Gospel durian. Somehow I don’t think that’s what Paul is meaning in describing us as the ‘fragrance of Christ’ in 2 Corinthians 2:15 but it might be closer to the ‘aroma of death’ he speaks of in verse 16. If you aren’t familiar with durian it is a large spiky skinned fruit common in Southeast Asia where it is known as “the King of Fruits”. Rarely do you find anyone who is ambivalent about this fruit with it’s strong odor (many hotels or public transportation forbid bringing it with you) and acidic taste. You find many people who absolutely love the fruit and others who have an equally strong negative reaction.

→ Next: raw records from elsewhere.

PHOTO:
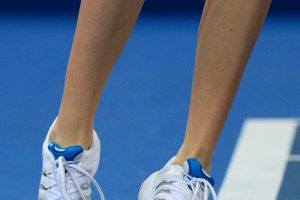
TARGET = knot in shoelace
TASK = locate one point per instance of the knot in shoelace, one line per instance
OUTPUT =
(179, 189)
(64, 167)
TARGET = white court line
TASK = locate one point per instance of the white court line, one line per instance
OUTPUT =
(259, 160)
(294, 158)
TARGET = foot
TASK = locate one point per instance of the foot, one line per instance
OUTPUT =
(68, 172)
(174, 182)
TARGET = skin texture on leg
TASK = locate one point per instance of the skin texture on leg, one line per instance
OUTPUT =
(226, 37)
(102, 30)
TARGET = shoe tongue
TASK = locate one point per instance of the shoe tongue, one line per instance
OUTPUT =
(192, 167)
(69, 153)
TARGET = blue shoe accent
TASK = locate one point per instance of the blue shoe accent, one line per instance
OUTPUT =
(192, 167)
(69, 153)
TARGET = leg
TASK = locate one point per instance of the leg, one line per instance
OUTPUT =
(102, 30)
(226, 38)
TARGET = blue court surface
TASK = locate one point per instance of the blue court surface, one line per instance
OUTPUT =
(142, 115)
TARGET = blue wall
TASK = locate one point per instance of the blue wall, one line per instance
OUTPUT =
(151, 6)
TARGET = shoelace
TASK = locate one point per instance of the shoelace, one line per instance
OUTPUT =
(62, 167)
(176, 189)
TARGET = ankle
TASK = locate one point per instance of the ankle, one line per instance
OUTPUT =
(66, 136)
(203, 156)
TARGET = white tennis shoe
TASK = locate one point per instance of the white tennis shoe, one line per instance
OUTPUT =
(174, 182)
(68, 172)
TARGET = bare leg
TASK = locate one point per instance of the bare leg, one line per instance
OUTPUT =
(226, 38)
(102, 31)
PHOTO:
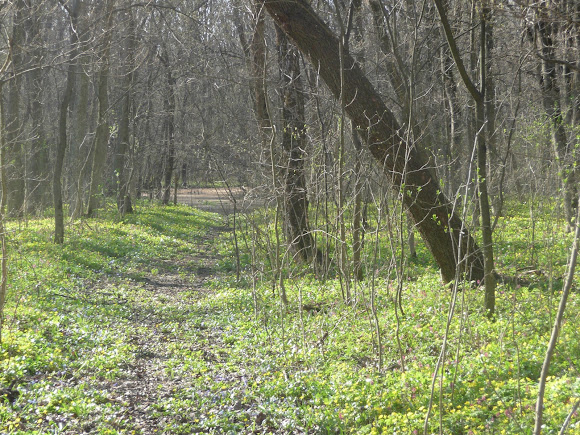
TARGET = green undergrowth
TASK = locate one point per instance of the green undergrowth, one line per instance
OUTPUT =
(237, 361)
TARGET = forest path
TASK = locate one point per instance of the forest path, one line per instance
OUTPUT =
(165, 322)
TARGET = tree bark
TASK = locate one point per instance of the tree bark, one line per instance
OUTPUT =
(102, 134)
(440, 227)
(74, 9)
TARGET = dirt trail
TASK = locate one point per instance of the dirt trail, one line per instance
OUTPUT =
(219, 200)
(147, 381)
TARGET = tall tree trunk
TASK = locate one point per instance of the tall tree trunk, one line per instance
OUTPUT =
(456, 155)
(442, 230)
(123, 194)
(37, 166)
(478, 96)
(102, 134)
(14, 132)
(74, 10)
(553, 110)
(81, 149)
(357, 227)
(294, 145)
(168, 127)
(3, 197)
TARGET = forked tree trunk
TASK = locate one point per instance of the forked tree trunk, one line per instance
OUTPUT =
(293, 144)
(123, 196)
(14, 131)
(442, 230)
(38, 158)
(168, 128)
(74, 9)
(553, 109)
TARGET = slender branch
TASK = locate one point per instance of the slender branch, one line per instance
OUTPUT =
(472, 89)
(556, 328)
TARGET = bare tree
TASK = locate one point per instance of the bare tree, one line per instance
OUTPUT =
(434, 216)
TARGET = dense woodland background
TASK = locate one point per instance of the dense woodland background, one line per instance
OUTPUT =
(356, 141)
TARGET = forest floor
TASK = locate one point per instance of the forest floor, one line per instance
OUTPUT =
(140, 326)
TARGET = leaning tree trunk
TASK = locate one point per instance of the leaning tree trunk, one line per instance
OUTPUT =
(14, 131)
(294, 144)
(123, 197)
(168, 128)
(102, 134)
(443, 231)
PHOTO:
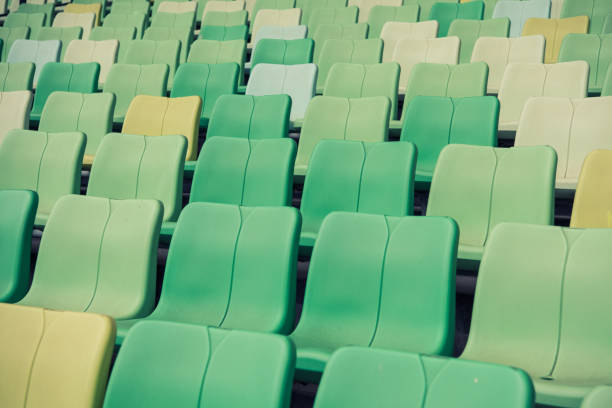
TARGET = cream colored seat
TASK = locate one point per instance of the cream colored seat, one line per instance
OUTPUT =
(522, 81)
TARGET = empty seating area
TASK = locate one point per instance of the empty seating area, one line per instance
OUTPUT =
(306, 203)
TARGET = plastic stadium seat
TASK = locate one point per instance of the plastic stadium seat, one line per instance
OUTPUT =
(446, 13)
(140, 167)
(469, 31)
(164, 363)
(160, 116)
(351, 176)
(283, 52)
(480, 187)
(596, 10)
(591, 207)
(244, 277)
(555, 30)
(328, 117)
(523, 81)
(54, 358)
(208, 81)
(112, 248)
(58, 76)
(519, 11)
(350, 51)
(595, 49)
(380, 15)
(91, 114)
(410, 51)
(362, 377)
(14, 111)
(573, 127)
(102, 52)
(16, 222)
(147, 52)
(392, 32)
(432, 122)
(336, 32)
(84, 20)
(47, 163)
(498, 53)
(391, 288)
(16, 76)
(37, 52)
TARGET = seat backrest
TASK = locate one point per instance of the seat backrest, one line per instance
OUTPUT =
(433, 122)
(91, 114)
(494, 185)
(161, 116)
(98, 255)
(140, 167)
(16, 222)
(207, 365)
(54, 358)
(523, 81)
(499, 52)
(555, 30)
(391, 285)
(386, 378)
(329, 117)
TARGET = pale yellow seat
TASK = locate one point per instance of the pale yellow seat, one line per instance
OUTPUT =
(555, 30)
(522, 81)
(498, 52)
(160, 116)
(573, 127)
(53, 359)
(102, 52)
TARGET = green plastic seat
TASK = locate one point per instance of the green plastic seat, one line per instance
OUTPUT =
(363, 80)
(165, 364)
(380, 282)
(480, 187)
(284, 52)
(58, 76)
(350, 51)
(595, 49)
(231, 267)
(329, 117)
(91, 114)
(47, 163)
(379, 15)
(16, 76)
(351, 176)
(558, 332)
(16, 223)
(208, 81)
(98, 255)
(433, 122)
(361, 377)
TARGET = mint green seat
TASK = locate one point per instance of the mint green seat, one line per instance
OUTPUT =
(446, 13)
(208, 81)
(480, 187)
(380, 282)
(360, 377)
(47, 163)
(433, 122)
(16, 223)
(17, 76)
(58, 76)
(284, 52)
(351, 176)
(559, 332)
(593, 48)
(98, 255)
(165, 364)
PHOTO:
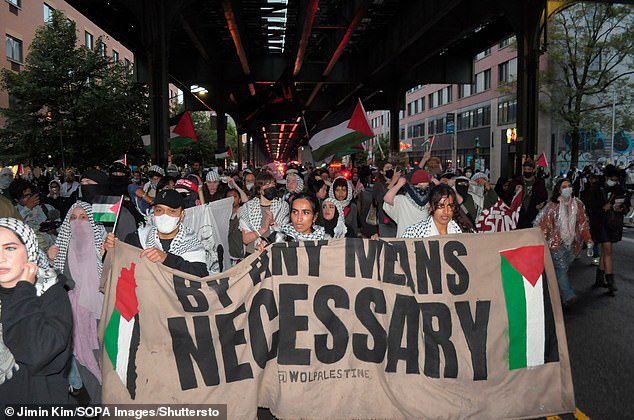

So what is McDonald’s thinking in offering durian milkshakes and even a durian McFlurry? It’s all about localizing the taste in their restaurants. A recent CNBC article asks the question of why McDonalds and Burger King have flopped in Viet Nam. (Note – those chains might not concede that they have flopped but their expansion has been much slower than desired.) CNBC’s conclusions and that of those commenting in the video centers around three main areas.
- The cost of western fast food is multiple times more than the cost of prevalent, tasty, inexpensive food from street vendors in Viet Nam, most of whom will hand your food over much faster than the ‘fast-food’ chains.
- The lack of a communal aspect to most western fast food is also cited as a barrier to growth for these chains. Viet Nam remains very much a collective society compared to the individualistic culture of the west. It’s difficult to set a Big Mac down in the middle of the table and share it among your group of friends.
- The taste of western fast food remains truly foreign to those accustomed to traditional Vietnamese dishes.
So perhaps McDonald’s feels part of the answer lies in continuing to increase their localized taste. They’ve added Banh Mi (traditional Vietnamese sandwich) to their menu as well as a variety of rice based meals. Their latest addition has been the durian milkshakes and McFlurry.
So what’s this have to do with reaching Viet Nam with the Gospel? It has some important parallels in how we localize, or contextualize the Gospel, discipleship, even the church in Viet Nam. God’s Word and the Truth of His Gospel doesn’t change but we must always be careful that in communicating it we don’t attach cultural trappings to that truth which may serve as a barrier to the advance of His Kingdom. Likewise, we must be ever vigilant to insure that we don’t water down the Truth of the Gospel in an attempt to make it more pleasing to our hearers.
The cost of the Gospel doesn’t change – following Christ requires everything of us. But the cost of doing church (meeting places, paid staff) may be impacted by our cultural preferences. While maintaining the important truth of the priesthood of the Believer and the individual standing before God – we must also recognize the cultural importance in Viet Nam of making decisions as a group, remembering Biblical testimony of families and groups that came to faith in Christ together. Pray with us for the broad multiplication of the Gospel, disciples and churches in Viet Nam that will come in a God-honoring, doctrinally sound and culturally sensitive way.